Boulimique de livres comme j'étais,
j'ai aussi lu beaucoup de policiers
quand j'étais plus jeune.
En plus, ceux-ci, se passent par chez-nous.
Je n'avais pas détesté son premier et je vais aussi lire celui-ci.
Anne : Tu en auras encore plus pour ton argent et ton énergie alors. Pour les amateurs, c'est touffu et oserais-je dire, c'est du bonbon !
Pierre : Je te comprends tout à fait d'avoir hâte au troisième. Ce n'est pas parce que je ne suis pas la lectrice cible que je n'ai pas conscience combien c'est bon dans le genre.
Ginette : C'est un fait que c'est un PLUS que ça se passe par chez nous. Vous faites bien de l'apporter à notre attention, Ginette.
Suzanne : Je me souviens de ta critique du premier. J'ai hâte de lire, vraiment hâte, ta critique de La Chorale du diable.

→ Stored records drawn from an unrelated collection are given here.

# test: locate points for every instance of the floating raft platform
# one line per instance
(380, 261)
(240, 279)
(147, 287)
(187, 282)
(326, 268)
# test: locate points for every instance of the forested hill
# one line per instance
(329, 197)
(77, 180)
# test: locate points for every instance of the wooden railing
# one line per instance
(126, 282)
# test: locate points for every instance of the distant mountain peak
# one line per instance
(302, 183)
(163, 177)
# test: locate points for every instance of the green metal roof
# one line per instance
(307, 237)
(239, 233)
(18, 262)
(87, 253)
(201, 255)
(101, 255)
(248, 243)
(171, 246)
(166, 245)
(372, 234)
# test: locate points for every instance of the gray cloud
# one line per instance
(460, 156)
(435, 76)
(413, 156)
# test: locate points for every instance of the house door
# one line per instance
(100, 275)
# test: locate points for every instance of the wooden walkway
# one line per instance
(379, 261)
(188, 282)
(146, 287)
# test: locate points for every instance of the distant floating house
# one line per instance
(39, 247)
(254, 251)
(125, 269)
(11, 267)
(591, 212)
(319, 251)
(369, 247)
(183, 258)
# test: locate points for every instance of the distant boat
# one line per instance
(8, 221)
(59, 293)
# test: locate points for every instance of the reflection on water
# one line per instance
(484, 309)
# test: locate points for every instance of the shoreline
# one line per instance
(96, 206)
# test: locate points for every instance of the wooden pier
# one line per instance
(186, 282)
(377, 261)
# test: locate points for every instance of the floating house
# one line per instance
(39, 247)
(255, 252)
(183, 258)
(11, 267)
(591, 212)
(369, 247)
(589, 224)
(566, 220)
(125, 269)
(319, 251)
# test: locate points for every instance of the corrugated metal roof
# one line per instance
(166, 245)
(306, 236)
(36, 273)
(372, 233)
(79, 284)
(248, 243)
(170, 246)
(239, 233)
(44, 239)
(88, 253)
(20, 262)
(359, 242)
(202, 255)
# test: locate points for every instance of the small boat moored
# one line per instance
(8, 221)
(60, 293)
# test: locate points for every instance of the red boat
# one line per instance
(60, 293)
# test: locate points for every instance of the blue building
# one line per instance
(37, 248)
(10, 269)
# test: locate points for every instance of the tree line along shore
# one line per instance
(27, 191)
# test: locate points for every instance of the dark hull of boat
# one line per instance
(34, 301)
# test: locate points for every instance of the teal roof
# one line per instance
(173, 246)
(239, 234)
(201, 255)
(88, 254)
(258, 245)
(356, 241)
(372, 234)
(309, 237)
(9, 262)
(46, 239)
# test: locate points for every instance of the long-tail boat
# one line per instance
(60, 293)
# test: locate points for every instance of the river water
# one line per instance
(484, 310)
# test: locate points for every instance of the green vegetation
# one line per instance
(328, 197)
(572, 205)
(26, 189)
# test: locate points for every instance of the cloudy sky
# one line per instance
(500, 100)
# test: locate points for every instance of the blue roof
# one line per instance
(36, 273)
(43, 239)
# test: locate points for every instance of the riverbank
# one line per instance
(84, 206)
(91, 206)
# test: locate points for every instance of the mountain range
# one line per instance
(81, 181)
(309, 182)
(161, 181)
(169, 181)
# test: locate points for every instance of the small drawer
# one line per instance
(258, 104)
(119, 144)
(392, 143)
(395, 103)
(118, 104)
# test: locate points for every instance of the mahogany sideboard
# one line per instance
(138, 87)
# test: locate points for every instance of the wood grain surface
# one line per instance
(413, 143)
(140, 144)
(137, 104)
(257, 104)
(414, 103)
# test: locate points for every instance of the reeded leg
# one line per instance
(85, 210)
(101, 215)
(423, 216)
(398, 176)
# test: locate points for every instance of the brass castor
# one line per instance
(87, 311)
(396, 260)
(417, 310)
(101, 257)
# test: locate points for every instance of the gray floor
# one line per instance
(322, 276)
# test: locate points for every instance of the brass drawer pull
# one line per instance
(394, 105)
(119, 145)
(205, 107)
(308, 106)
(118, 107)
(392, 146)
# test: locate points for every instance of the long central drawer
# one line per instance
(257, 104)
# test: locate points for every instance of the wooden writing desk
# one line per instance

Bien heureux d'enfin connaître ton opinion. Bravo pour ton honnêteté, malgré ton constat final! Snif snif : j'aime bien, moi, quand tu commentes du policier!! Mais, si tu n'aimes pas plus ça que ça, tu serais bien cruelle de t'en imposer... Avec la pile que tu as à lire, aussi bien y aller avec des trucs qui te font réellement envie! ;-)
Cher Pierre-Greg : Imagine-toi donc que je ne suis pas prête à abandonner le polar. J'y trouve quand même mon compte. Mon unique problème est le temps. Le budget "temps", parce que nous en avons tous un n'est-ce pas !
J'avoue, oui j'avoue, que le fait que mon analyse ait beaucoup plu à Martin Michaud m'a ébranlée. Je me dis que malgré le fait que je n'y trouve pas la même chose que les autres n'est pas une raison pour ne pas continuer d'en lire, tout en restant pas mal certaine que ça ne deviendra pas mon genre de prédilection.
L'affaire est qu'on devient curieux des performances d'un écrivain, et c'est un piège dans lequel je compte me jeter ;-)
Tu apportes de telles nuances dans tes propos que ça me donne (encore) le goût de lire cet auteur, ne serait que pour voir si j'aurai la même opinion. Mais me semble que ce n'est pas une raison pour lire un livre, faudrait que je lise pour lui-même et non pour voir si on en pense la même chose.